Nakivale : des réfugiés meurent faute de médecins et de financement

Nakivale : des réfugiés meurent faute de médecins et de financement

SOS Médias Burundi

Nakivale, 14 janvier 2026 – Le seul hôpital de référence du camp de réfugiés de Nakivale en Ouganda a enregistré 12 décès en une semaine, dont neuf enfants de moins de cinq ans, en raison d’un manque criant de personnel médical. Les réfugiés lancent un cri d’alarme face à cette situation dramatique.

Une crise liée à la réduction du personnel

Vers la fin de 2025, le Haut-Commissariat des Nations unies pour les réfugiés (HCR) a réduit considérablement le personnel médical dans les hôpitaux de son ressort, dont celui de Nakivale. À Nyarugugu Health Center IV, l’hôpital central de référence du camp récemment rénové et équipé, seuls trois infirmiers sont restés sur les 92 que comptait auparavant l’établissement, alors que plus de 100 patients y sont admis chaque jour.

« Ils sont victimes d’un mauvais accueil et suivi. Le personnel médical n’est pas suffisant, le bloc opératoire a cessé de fonctionner car il n’y a pas de docteurs, et quatre ambulances sont garées car on a un seul chauffeur. Nous nous attendons au pire ! », déplore un volontaire médical travaillant à l’hôpital.

Selon lui, trois infirmiers ne peuvent pas combler le vide laissé par plus de 90 professionnels de santé, et les patients de la pédiatrie, de la maternité et de la pharmacie, elle-même souvent vide de médicaments, sont gravement négligés.

« Comment doivent-ils s’occuper convenablement de tous ces patients ? Impossible. Le HCR nous a sacrifiés », ajoute le volontaire.

Des réfugiés en détresse

Face à cette situation, les réfugiés demandent la réouverture des transferts vers d’autres hôpitaux, comme celui de Mbarara, récemment suspendus, afin de sauver des vies.

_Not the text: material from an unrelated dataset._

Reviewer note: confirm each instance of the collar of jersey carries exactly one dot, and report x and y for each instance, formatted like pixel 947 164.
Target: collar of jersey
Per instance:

Une entrée d’un service de l’hôpital de référence alors en réhabilitation au camp de Nakivale en Ouganda, janvier 2024 ©SOS Médias Burundi
Une entrée d’un service de l’hôpital de référence alors en réhabilitation au camp de Nakivale en Ouganda, janvier 2024 ©SOS Médias Burundi

Le HCR explique que la réduction du personnel est due au manque de financement, notamment la suspension de l’aide américaine qui couvrait plus de 60 % de son budget annuel. L’agence appelle au déblocage de dons pour permettre un fonctionnement correct des hôpitaux à Nakivale et dans d’autres camps.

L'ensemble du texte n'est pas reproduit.